Growing up in the shadows of World War II, the country and its politicians could see the real need of having a protective force, one that was not obligatory. It was considered patriotic to want to "do your duty," but it wasn't left to the desires of the citizen. It was mandated by law.

When I reached 18, I registered with the Selective Service Bureau and was given a draft number. I understood this was a sort of lottery whereby I would be called "when my number was up" into the armed service. Every able-bodied man was expected to join, but there were a few exceptions such as conscientious objectors who didn't believe in violence and might be assigned to the chaplain service. There were also people like farmers who performed a vital role in supplying food to the country whose sons might be exempt. Even athletic stars in the middle of their successful careers were summoned into our nation's defense. I remember when Elvis Presley was drafted. If you moved to Canada to escape the United States' jurisdiction, the general thought was that you were a traitor and defector.
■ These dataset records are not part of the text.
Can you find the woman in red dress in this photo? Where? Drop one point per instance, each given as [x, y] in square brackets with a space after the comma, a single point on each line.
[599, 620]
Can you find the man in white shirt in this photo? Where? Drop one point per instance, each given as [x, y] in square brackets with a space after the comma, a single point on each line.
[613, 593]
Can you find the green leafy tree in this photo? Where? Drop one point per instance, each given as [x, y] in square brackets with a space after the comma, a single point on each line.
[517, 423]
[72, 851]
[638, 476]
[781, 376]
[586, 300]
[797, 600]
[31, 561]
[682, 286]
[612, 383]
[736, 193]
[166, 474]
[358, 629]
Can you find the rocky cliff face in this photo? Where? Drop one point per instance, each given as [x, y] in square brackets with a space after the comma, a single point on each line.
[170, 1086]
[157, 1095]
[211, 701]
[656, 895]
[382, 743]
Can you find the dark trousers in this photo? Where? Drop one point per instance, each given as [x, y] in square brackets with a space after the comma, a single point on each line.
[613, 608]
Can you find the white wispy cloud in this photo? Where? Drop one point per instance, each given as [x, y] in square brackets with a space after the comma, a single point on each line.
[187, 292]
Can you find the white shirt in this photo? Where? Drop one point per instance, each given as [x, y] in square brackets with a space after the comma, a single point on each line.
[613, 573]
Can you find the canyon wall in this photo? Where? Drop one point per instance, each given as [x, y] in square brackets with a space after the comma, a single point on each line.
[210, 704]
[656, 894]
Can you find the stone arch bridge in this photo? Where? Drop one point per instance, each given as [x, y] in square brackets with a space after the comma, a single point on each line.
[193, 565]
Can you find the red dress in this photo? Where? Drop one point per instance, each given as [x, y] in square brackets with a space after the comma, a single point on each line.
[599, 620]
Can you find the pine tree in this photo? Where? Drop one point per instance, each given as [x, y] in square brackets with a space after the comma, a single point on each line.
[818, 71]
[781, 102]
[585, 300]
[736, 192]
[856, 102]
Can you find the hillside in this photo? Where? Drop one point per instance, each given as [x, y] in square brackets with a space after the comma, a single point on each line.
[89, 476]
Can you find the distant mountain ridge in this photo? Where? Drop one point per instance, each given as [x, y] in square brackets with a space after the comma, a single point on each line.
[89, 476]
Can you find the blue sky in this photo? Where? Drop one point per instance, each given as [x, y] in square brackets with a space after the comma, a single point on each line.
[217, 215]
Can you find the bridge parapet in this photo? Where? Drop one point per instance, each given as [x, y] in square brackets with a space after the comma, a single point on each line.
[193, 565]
As my number came closer to being called, I was in the process of schooling and had a temporary deferment from active service. There was something called the Berry Plan which gave you the option to give the country your service in your newly trained profession as soon as you finished your formal schooling. I was selected to receive a four-year deferment in return for giving two years of work as a surgeon in the United States Air Force, my selected branch of service.

In my father's day, when you were "called up" you would go to an induction center for a physical exam to be put in line for the Army. I remember my father leaving and not knowing if or when he would return home. I was so relieved when he was sent back home because of a minor physical defect. He had a hole in his eardrum. My uncle was given a medical release for flat feet. The feeling was that if a health concern was overlooked at the time of induction, it could become "service-related" and therefore subject to government support or disability payments later.

For most young men, in my day, going into the military was the right thing to do, and it was something that you wanted. What better goal could there be than protecting your family and community back home? The same conviction still motivates our fine, able-bodied troops, both men and women, today. Thank you for your service! We salute you on this special day.